Piperkoski challenges the constitutionality of the BIA’s streamlining procedure arguing that the procedure violates his due process rights. However, this very argument was rejected in Denko v. INS, 351 F.3d 717 (6th Cir.2003). In Denko, the court found that the summary-affirmancewithout-opinion rule, which renders the IJ’s decision the final agency order, did not violate an individual’s due process rights. Id. at 727-32. As this court has specifically rejected the constitutionality argument presented by Piperkoski, there is no ground to review the BIA’s decision on this claim.

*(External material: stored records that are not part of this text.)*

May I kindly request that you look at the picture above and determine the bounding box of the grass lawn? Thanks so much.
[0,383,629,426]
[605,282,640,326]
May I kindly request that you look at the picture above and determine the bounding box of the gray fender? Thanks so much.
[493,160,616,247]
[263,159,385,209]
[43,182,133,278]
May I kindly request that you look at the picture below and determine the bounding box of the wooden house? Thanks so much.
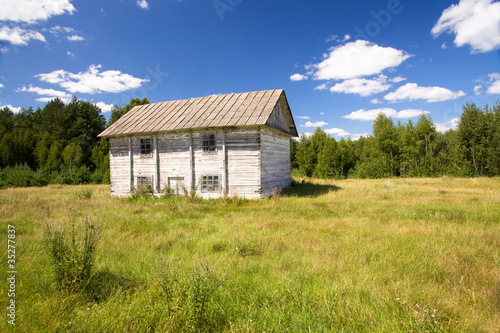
[100,90,298,198]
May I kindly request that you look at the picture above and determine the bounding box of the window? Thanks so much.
[141,138,151,156]
[201,133,217,154]
[201,175,220,192]
[137,176,151,188]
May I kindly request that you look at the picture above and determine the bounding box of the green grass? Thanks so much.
[0,177,500,332]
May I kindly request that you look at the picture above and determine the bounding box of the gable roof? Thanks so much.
[99,89,298,137]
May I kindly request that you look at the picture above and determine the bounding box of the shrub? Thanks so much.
[75,187,93,199]
[130,185,154,200]
[0,164,35,187]
[44,217,101,293]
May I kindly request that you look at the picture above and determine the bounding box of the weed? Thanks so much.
[75,187,92,199]
[130,185,154,200]
[44,217,101,293]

On September BO, 1996, President Clinton signed the Illegal Immigration Reform and Immigrant Responsibility Act of 1996 (IIRIRA), Pub.L. 104-208, 110 Stat. 3009-546, into law. Section 309(c)(4)(E) of IIR-IRA provides for special transitional rules governing changes in judicial review and states, in part, that “there shall be no appeal of any discretionary decision under section 212(c), 212(h), 212(i), 244 [suspension of deportation] or 245 of the Immigration and Nationality Act----” This provision applies to all cases where the final order of exclusion or deportation is entered more than thirty days after the enactment of the Act (October 30, 1996), See IIRIRA § 309(c)(4). Because the BIA’s order was entered on July 3, 2002, § 309(c)(4)(E) applies to Piperkoski’s case. See Mayard v. INS, 129 F.3d 438, 439 (8th Cir.1997); Narayan v. INS, 105 F.3d 1335, 1335 (9th Cir.1997).

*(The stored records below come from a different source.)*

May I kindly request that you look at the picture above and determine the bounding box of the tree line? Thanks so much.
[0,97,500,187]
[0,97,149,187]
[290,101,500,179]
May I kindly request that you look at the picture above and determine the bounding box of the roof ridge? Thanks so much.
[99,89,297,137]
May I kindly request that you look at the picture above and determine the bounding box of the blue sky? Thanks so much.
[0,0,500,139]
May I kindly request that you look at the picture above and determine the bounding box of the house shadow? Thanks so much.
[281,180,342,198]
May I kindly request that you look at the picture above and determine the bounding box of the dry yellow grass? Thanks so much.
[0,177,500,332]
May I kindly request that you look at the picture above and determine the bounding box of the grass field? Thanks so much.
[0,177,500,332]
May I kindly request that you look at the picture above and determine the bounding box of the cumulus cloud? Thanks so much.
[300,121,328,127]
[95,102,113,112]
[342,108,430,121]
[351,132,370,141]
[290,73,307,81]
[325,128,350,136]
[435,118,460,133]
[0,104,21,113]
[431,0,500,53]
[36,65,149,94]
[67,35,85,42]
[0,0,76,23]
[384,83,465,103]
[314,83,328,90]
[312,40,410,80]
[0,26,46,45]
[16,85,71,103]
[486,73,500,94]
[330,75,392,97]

Section 309(c)(4)(E) specifically precludes review of discretionary decisions by the BIA. See Mendes v. INS, 197 F.3d 6, 8-9 (1st Cir.1999); Antonio-Cruz v. INS, 147 F.3d 1129, 1130-31 (9th Cir.1998); Kalaw v. INS, 133 F.3d 1147, 1151-52 (9th Cir.1997). Regarding the application for the suspension of deportation, the question of whether deportation will result in “extreme hardship” to an alien is “a discretionary decision barred from judicial review by § 309(c)(4)(E).” Bernal-Vallejo v. INS, 195 F.3d 56, 63 (1st Cir.1999).

In this case, the IJ denied Piperkoski’s application for suspension of deportation based on his discretionary determination that Piperkoski failed to establish that deportation would result in extreme hardship to himself or to a qualifying relative. Thus, § 309(c)(4)(E) bars judicial review of the merits of the IJ’s order. See Najjar v. Ashcroft, 257 F.3d 1262, 1298 (11th Cir. 2001); Escalera v. INS, 222 F.3d 753, 755-56 (10th Cir.2000), Bernal-Vallejo, 195 F.3d at 63; Moosa v. INS, 171 F.3d 994, 1012-13 (5th Cir.1999).

Thus, the petition for judicial review is denied.